AI-enabled scientific discovery in natural world imagery
Institute Seminar by Sara Beery
- Date: Jul 16, 2024
- Time: 10:30 AM - 11:30 AM (Local Time Germany)
- Speaker: Sara Beery
- Dr. Sara Beery is the Homer A. Burnell Career Development Professor in the MIT Faculty of Artificial Intelligence and Decision-Making. She was previously a visiting researcher at Google, working on large-scale urban forest monitoring as part of the Auto Arborist project. She received her PhD in Computing and Mathematical Sciences at Caltech in 2022, where she was advised by Pietro Perona and awarded the Amori Doctoral Prize for her thesis.
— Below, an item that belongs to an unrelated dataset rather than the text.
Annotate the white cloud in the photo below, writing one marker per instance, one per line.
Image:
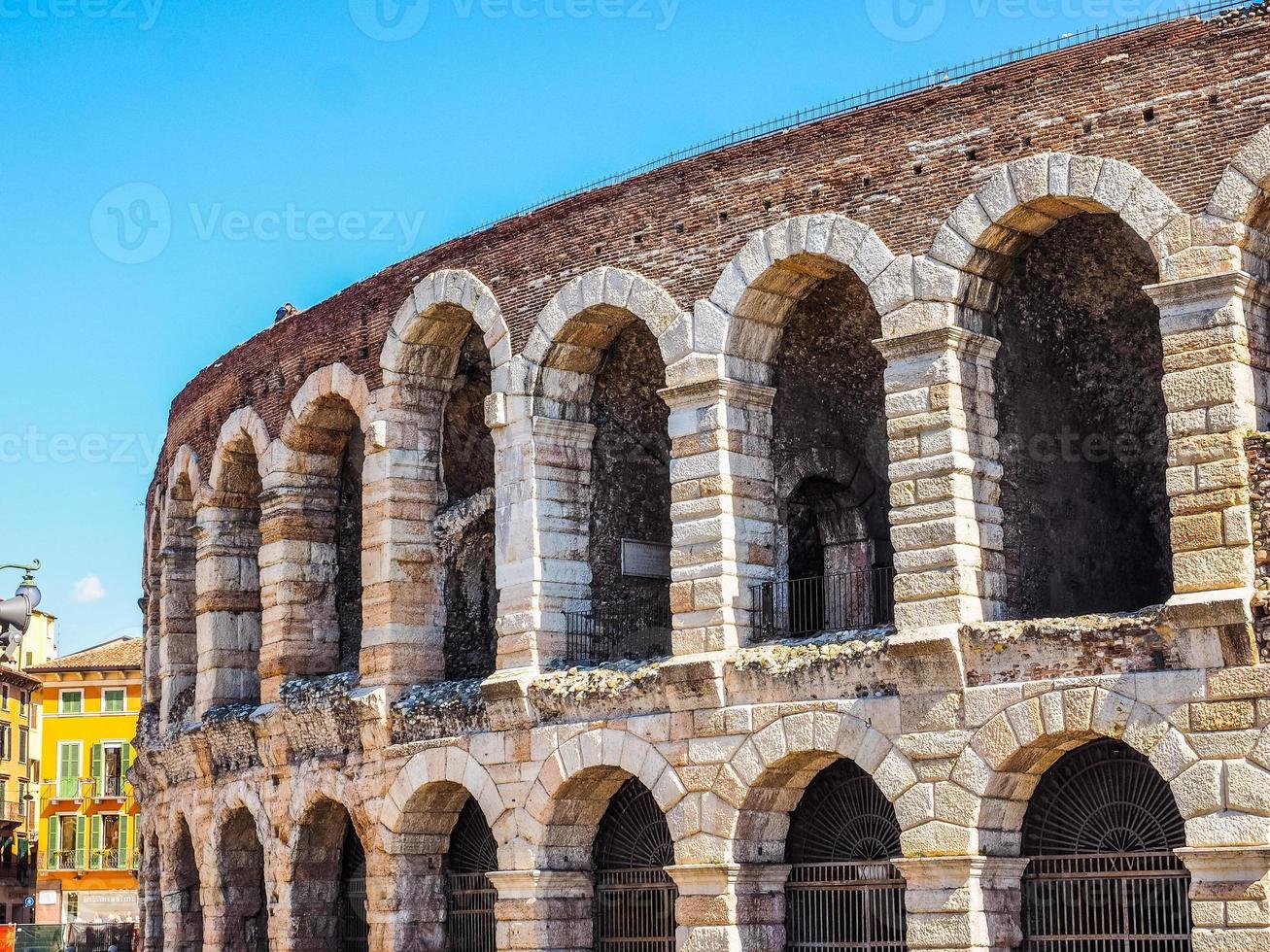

Her research focuses on building computer vision methods that enable global-scale environmental and biodiversity monitoring across data modalities, tackling real-world challenges including geospatial and temporal domain shift, learning from imperfect data, fine-grained categories, and long-tailed distributions. She partners with industry, nongovernmental organizations, and government agencies to deploy her methods in the wild worldwide. She works toward increasing the diversity and accessibility of academic research in artificial intelligence through interdisciplinary capacity building and education, and has founded the AI for Conservation slack community, serves as the Biodiversity Community Lead for Climate Change AI, founded and directs the Workshop on Computer Vision Methods for Ecology, and co-leads the NSF Global Climate Center on AI and Biodiversity Change.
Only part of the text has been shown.